Major building projects are also in jeopardy, including the new Armidale courthouse, work at the hospital and at Freeman House, although there are moves to put in place contingency strategies for the jobs to be completed because they involve government investment.
After staying silent when the news broke on Monday, Buildplan director Bill Wheeler said yesterday that he would spend the coming days and weeks “putting things right”.
“I’m bitterly disappointed, not for me, but for all the employees and the subcontractors,” he said.
“I’m the sole director and for the past 25 years the company has enjoyed a lot of success, but maybe we got ahead of ourselves.
“We are now working closely with the receivers to make sure the employees get their entitlements – they are the number one priority.”
Mr Wheeler, who built the business into a national company from humble beginnings in Armidale over 20 years ago, said there was potentially light at the end of the tunnel.
“Basically we had some bad luck revolving around a couple of projects,” he said.

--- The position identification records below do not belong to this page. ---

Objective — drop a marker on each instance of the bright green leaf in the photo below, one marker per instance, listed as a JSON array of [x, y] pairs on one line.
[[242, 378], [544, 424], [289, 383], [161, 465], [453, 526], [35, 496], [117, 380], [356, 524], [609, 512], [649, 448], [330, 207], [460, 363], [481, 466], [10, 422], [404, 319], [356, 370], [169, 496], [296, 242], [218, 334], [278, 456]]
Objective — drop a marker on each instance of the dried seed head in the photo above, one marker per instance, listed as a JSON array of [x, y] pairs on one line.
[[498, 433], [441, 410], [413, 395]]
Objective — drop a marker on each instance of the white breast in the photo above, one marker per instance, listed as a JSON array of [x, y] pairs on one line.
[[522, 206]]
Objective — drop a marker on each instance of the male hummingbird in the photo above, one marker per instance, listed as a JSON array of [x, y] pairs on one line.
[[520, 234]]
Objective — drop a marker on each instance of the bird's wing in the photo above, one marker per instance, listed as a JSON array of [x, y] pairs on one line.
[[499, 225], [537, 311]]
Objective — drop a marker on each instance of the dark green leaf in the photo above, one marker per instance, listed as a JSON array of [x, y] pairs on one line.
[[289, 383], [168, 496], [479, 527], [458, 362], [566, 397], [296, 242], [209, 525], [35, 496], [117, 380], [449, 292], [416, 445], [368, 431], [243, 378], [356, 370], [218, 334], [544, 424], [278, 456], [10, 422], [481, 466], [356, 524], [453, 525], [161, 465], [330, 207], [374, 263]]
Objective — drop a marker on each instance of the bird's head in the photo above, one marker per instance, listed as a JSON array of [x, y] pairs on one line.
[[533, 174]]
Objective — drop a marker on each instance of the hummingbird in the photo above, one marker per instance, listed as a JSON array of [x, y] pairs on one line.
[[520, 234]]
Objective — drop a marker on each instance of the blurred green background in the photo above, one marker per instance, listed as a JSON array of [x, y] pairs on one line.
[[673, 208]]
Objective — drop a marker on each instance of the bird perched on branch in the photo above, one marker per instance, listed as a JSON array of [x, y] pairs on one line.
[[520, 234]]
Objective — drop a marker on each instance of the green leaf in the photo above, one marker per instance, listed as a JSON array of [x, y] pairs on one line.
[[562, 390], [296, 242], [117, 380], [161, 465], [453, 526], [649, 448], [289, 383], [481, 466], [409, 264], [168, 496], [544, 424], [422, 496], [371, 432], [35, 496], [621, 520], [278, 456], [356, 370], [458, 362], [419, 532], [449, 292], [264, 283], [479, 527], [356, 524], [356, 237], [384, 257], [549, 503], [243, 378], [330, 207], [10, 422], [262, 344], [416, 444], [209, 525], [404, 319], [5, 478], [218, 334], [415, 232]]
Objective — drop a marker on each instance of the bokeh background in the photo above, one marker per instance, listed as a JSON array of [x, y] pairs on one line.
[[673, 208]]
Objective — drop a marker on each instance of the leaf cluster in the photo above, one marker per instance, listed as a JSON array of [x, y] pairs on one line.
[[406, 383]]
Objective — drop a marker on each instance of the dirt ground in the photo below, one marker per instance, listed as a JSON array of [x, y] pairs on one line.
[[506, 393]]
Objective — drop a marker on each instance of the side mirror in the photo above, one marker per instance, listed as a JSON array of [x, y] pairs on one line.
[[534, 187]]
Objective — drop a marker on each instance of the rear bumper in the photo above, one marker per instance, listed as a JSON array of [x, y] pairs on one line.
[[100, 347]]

“One of them was in the Pilbara in Western Australia where we lost about $4 million because an innovative material failed.
“There were a couple of smaller projects in Sydney that also cost us a bit.”
Mr Wheeler said Buildplan was still owed money by the government at state and federal level and hoped that the company could survive.
“If we do manage to come out of this on the other side, we’ll definitely be scaling things back,” he said.
“We’ll go back to being a regional company and not a national one.”
Mr Wheeler and the administrator BRI Ferrier are currently working with employees and subcontractors to finish current projects.
“We’ve got about 137 projects in the pipeline and we’re talking to two construction companys to get those jobs complete,” he said.
“At the moment we’re trying to get our employees and subcontractors working with them so they can keep paying their own bills.”
Mr Wheeler said he was prepared to take his share of criticism.
“I can handle the weight of it,” he said.